A possible output for the marking feature might be as follows:

"We would like to ask you some questions, ta*king around 15 minutes"

The text extract above was generated using the output-marking feature, in which the asterisk ('*') character was set to mark the suspiciously recognized characters in the output.

Structured recognized output can be produced though one of the two special output converters (e.g. "2G Type 3"). Even more information can be retrieved directly into application memory by a call to L_DocGetRecognizedCharacters, just after calling L_DocRecognize. The L_DocGetRecognizedCharacters call provides the most detailed information about the recognized data. It results in a 36-byte long RECOGCHARS structure for each recognized character. Whereas the 2G Type output formats provide 2nd guesses for each character, the RECOGCHARS structure provides three.

For some applications, it may be important to know the reliability of the recognized text generated by the engine. These applications may require having additional confidence information for the recognized characters and/or words.

There are two fields in the RECOGCHARS structure, which provide character recognition confidence information: nConfidence and nSpaceErr.

The RECOGCHARS.nConfidence field is a combined value. Its most significant bit is used to express the certainty/uncertainty of the word. (If this bit is set to 1, the word is uncertain.) The remaining bits express the certainty of the character recognition: ranging from 0 to 100.
A value of 100 means that the Engine recognized the character with high confidence. In some cases a word may have some or all characters that are individually suspicious but the characters are not marked as such in the word bit. This is usually a result of language or user dictionary checking, meaning that the word was validated by the checking module.
If only the User-written checking or the User Dictionary are enabled on a zone and the section name is specified, the characters of the non-dictionary words are assigned a value of 100 in their RECOGCHARS.nConfidence field.
If a zone enables only User Dictionary, and the section name is specified, the non-dictionary words are replaced with similar dictionary ones.
The nSpaceErr member ranges between 0 and 100, and it expresses the confidence of the value in the space field of the structure, i.e. whether the Engine is certain regarding the space estimation in front of the recognized character.
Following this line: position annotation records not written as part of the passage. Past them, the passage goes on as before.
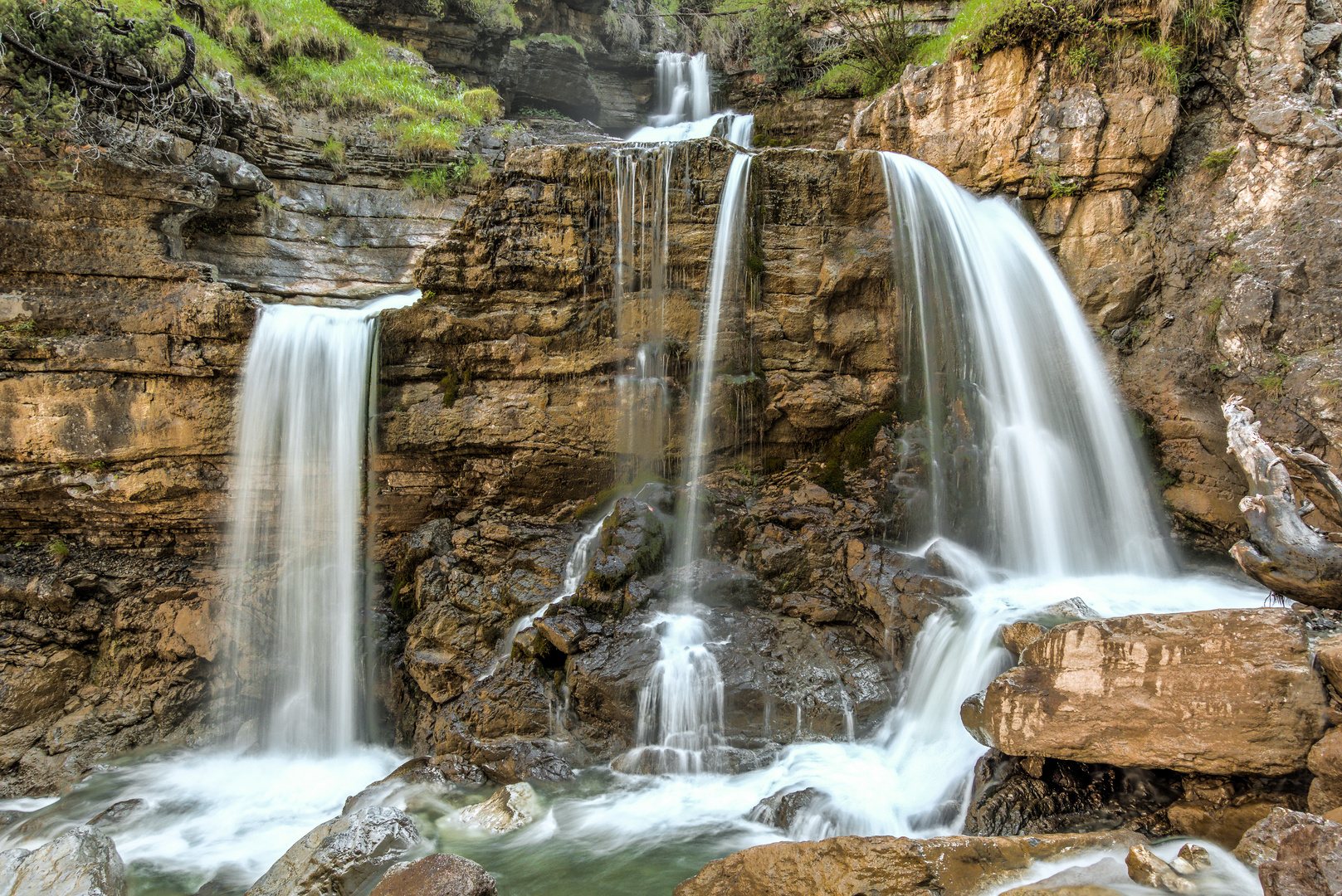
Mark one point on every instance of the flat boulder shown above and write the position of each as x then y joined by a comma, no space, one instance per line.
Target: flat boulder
1222,693
82,861
846,865
437,874
339,856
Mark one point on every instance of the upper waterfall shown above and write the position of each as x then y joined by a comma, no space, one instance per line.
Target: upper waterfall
1027,454
295,562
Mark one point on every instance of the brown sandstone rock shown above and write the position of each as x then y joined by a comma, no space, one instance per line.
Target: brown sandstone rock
844,865
1159,693
437,874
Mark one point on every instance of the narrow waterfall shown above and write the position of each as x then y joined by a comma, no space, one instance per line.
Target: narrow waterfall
295,561
682,89
681,706
1017,412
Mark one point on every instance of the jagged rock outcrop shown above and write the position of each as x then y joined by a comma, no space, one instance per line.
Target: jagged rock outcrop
946,865
1296,854
437,874
80,863
339,856
528,314
1152,693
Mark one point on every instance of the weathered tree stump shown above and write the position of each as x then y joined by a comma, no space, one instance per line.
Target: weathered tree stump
1283,552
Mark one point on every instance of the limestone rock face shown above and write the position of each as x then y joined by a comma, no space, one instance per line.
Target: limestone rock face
521,299
944,865
80,863
1215,693
339,856
1296,854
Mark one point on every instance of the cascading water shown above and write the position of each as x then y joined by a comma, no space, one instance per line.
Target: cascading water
295,562
682,89
681,706
1017,408
1022,420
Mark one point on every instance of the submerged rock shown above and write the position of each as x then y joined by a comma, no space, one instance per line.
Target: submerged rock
783,808
510,808
341,855
1157,693
1149,869
844,865
82,861
437,874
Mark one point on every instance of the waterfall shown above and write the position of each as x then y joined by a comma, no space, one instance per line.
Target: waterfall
1017,412
681,704
295,558
682,90
726,256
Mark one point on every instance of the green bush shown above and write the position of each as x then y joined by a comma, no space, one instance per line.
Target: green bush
776,41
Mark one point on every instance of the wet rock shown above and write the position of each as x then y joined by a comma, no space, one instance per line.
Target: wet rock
844,865
510,808
1326,763
783,808
1082,889
1148,869
1106,872
709,582
1058,796
1017,636
437,874
1110,693
565,631
117,813
632,538
82,861
1261,841
341,855
1298,855
1191,860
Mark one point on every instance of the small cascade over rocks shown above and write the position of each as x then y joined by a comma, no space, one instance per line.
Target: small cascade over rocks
682,89
681,715
297,550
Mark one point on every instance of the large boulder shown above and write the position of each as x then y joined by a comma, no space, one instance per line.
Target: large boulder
339,856
1296,854
437,874
1228,693
82,861
844,865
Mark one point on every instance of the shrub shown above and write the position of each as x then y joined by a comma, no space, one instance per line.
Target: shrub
879,41
1219,161
776,41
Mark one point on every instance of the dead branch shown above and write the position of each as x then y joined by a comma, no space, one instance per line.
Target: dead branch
1282,552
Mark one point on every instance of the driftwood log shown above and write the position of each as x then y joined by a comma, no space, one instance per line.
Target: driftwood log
1283,552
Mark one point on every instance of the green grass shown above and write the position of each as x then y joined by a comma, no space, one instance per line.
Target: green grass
1219,161
308,56
969,23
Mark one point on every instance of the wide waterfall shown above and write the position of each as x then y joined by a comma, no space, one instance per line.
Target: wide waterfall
1019,474
297,560
1019,415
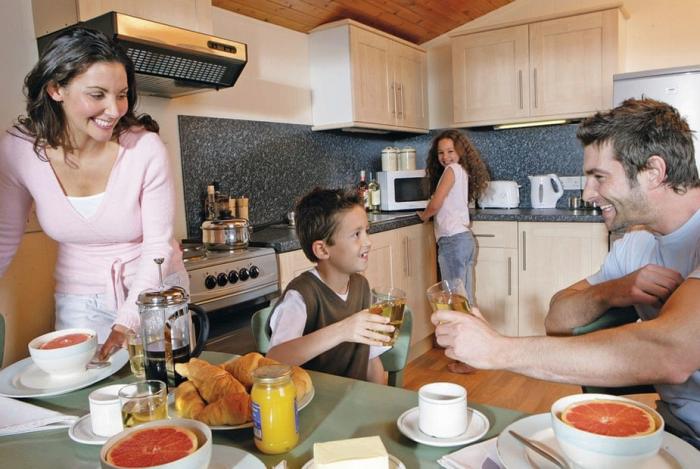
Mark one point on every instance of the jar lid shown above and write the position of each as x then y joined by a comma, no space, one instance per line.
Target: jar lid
167,297
272,374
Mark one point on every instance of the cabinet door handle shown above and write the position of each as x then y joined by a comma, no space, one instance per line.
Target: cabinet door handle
520,87
534,79
510,276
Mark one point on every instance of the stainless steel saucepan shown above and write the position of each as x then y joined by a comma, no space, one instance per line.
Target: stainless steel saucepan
226,235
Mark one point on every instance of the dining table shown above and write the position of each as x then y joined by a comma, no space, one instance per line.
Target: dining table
340,408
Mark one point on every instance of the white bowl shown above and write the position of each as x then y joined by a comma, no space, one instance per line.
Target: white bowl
199,459
64,360
590,450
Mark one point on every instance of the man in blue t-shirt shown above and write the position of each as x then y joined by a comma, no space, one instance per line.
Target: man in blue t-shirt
640,170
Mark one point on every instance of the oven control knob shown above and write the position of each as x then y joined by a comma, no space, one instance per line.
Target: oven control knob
233,276
221,279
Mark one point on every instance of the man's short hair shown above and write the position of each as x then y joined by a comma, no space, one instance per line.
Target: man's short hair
639,129
317,216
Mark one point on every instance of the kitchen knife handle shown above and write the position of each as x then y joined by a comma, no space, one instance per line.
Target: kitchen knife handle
520,87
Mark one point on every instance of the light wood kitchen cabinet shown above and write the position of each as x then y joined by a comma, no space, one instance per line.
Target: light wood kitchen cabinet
552,256
496,274
560,68
364,78
521,265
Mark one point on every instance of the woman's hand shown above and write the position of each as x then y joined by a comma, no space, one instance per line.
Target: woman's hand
115,341
366,328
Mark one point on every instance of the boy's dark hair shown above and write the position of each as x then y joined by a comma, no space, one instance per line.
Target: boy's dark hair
640,128
316,216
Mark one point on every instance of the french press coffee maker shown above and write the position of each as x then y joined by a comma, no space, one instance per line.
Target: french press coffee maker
167,331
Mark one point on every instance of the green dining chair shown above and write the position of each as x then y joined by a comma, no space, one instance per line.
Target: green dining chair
258,323
613,317
394,360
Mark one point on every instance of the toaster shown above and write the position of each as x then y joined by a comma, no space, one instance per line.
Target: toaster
500,194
Applications that examine the character confidence information can use a threshold value, above which the character value is treated as a suspicious result. A value of 64 is recommended for this purpose. A value less than 64 will indicate that the character was recognized with high confidence. A value of 64 or greater marks that code is suspicious.

Note: The value 64 is also used internally in the same manner, when the output-marking feature for suspicious characters in the output text is enabled.

NOTE: The confidence reporting system works best when all three recognition modules are used in the voting scheme (RECOGMODULE_OMNIFONT_PLUS3W), but this is not the default value. If other machine print recognition modules are used (RECOGMODULE_OMNIFONT_PLUS2W, RECOGMODULE_MTEXT_OMNIFONT, etc) then confidence information is still available, but the ability of the system to properly report confidence will be reduced. This will result in a higher level of false negative and false positive reporting of suspicious recognition results.